© Charles Coates/LAT Photographic

Antonelli en pole, Monaco déjà tourné vers dimanche

Kimi Antonelli, leader du championnat, a décroché à Monaco sa quatrième pole position en 1:12.051, devant Max Verstappen en 1:12.094 et Lewis Hamilton en 1:12.279, un écart infime qui place Mercedes en position idéale sur un circuit où la grille pèse souvent très lourd sur le résultat final.

La qualification a encore confirmé le caractère décisif du samedi en Principauté.
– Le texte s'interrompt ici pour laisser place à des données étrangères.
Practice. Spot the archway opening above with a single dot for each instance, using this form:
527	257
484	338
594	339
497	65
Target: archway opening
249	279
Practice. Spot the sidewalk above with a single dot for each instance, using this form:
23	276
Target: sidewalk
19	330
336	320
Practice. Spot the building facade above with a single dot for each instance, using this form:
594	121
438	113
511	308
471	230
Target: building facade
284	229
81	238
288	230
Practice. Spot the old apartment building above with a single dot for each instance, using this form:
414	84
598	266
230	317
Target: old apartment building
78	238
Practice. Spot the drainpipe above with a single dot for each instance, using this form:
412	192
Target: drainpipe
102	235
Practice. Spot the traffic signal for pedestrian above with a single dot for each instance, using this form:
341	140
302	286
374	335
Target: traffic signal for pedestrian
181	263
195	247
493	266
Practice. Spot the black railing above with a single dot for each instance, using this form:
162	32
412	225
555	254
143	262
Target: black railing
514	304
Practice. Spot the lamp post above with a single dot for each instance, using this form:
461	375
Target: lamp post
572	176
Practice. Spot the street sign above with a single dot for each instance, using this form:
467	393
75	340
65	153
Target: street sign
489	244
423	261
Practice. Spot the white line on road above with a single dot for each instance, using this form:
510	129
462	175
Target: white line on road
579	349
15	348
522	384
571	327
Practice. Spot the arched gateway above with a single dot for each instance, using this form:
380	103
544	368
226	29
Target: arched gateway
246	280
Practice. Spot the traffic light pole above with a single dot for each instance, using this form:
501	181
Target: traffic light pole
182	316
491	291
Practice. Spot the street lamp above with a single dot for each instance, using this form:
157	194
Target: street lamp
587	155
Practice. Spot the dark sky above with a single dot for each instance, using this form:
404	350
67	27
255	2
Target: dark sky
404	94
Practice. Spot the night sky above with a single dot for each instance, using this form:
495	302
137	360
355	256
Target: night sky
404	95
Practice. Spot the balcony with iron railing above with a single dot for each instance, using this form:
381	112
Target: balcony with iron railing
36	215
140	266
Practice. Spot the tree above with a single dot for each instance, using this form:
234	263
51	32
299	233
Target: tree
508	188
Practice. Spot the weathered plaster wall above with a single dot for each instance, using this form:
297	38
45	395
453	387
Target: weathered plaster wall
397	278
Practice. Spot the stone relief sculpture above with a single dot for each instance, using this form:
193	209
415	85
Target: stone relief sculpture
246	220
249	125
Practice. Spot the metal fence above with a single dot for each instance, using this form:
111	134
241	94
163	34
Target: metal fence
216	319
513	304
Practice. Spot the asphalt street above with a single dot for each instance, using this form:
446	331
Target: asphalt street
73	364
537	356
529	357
Tous les pilotes ont roulé en C5, certains pouvant enchaîner plusieurs tours lancés sur le même train dès la Q1, tandis qu’en Q3 les trois premiers ont construit leur tentative finale avec un tour de sortie, un tour de préparation puis le tour décisif.

Dario Marrafuschi, dans le commentaire technique de Pirelli pour le week-end, a résumé l’enjeu en affirmant qu’« il n’y a aucun autre week-end de course où le samedi est aussi important que le Grand Prix lui-même ». Il a ajouté qu’à Monaco, « la position obtenue en qualification détermine souvent le résultat final du dimanche, car dépasser est extrêmement difficile ».

Cette lecture favorise clairement Antonelli, mais Pirelli ne présente pas la pole comme une garantie. Simone Berra, ingénieur en chef de Pirelli, a expliqué dimanche matin que partir devant reste « fondamental », sans pour autant assurer la victoire avec les monoplaces actuelles. Selon lui, la course dépendra aussi du rythme avant et après l’arrêt, ainsi que de la manière dont les pilotes géreront les pneus en début d’épreuve pour défendre ou reprendre la position en piste.

Berra s’attend surtout à une course orientée vers l’overcut plutôt que vers l’undercut. Il a jugé l’undercut moins efficace qu’à l’habitude parce qu’avec une piste peu énergique et des pneus plus difficiles à amener immédiatement dans leur fenêtre, « il faut deux ou trois tours pour extraire le pic d’adhérence », ce qui empêche d’attaquer pleinement dès le premier virage après l’arrêt.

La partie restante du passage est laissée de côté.